Weird Pride

Why do we take pride in strange, often negative things? Why do we wear the day-to-day shit we hate like a badge of honor?

I just don't get it. When I was in school, it was always a contest to see who had the most work to do, or who was so swamped that they were constantly behind and getting their ass kicked trying to play catch-up. You have three exams this week? Wow, you must be so cool. Two lab reports, a research paper, four problem sets, and a project due tomorrow? Seriously, you're hot shit. Taking 24 credits this semester and you don't have time for anything but school work? Damn, you must be amazing.

On any given day, a look down my AIM list at away messages would tell me of all the terrible things everyone was going through. And mine was right there with the rest of them.

What's the deal? Is it a natural extension of the "misery loves company" line of thought? Is it a sick way of showing off, proving that you can handle more work than anyone else? Is it somehow cool to work yourself beyond exhaustion and depression?

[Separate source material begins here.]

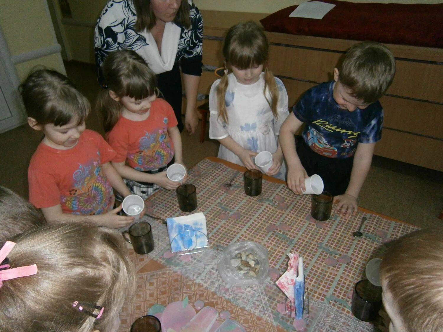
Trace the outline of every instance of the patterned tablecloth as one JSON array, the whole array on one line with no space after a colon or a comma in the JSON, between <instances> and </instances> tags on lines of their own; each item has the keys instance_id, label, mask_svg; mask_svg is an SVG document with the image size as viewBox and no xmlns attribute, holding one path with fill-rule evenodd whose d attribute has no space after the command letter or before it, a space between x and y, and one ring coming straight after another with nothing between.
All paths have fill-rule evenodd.
<instances>
[{"instance_id":1,"label":"patterned tablecloth","mask_svg":"<svg viewBox=\"0 0 443 332\"><path fill-rule=\"evenodd\" d=\"M294 251L303 256L309 288L307 330L372 331L372 325L350 313L354 286L364 278L367 262L382 257L385 244L418 228L361 209L354 216L336 215L317 221L310 215L311 195L296 195L273 178L264 177L260 195L245 195L243 171L242 167L212 157L189 170L187 182L197 188L198 206L192 213L204 213L210 248L190 255L168 255L166 226L151 220L155 248L148 255L130 251L139 284L132 303L120 314L119 331L128 331L132 322L154 304L166 306L186 296L191 305L200 300L219 312L229 311L230 318L248 331L295 330L293 318L278 309L285 298L274 283L287 268L287 254ZM235 175L232 186L225 188L223 184ZM174 191L160 190L146 204L147 213L158 216L190 214L180 210ZM352 233L363 216L367 218L364 236L354 238ZM264 285L233 286L217 273L221 251L244 240L268 250L270 278Z\"/></svg>"}]
</instances>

Well, here's my life now. I work a relatively moderate amount. Sure, sometimes I don't get home until 7 or 8, and occasionally I have conference calls at night. But I make up for it by going to work later than most people, and I get to have some fun and down time while I'm there, as long as I get my work done. I'm well-liked and maybe even respected at the office, despite my relative youth and lack of experience. After work, some days I'll go out dancing, whether for fun or to practice. Sometimes I'll just go home and catch up on the TV shows I like, or work on some software I enjoy hacking on. Or maybe I'll drive out to meet some friends for dinner, a movie, some ice cream, some gaming, or just to hang out for a while. Perhaps I'll leave work a little early to shoot the shit at the bar with some co-workers, and then head back later to get some work done while the beer wears off.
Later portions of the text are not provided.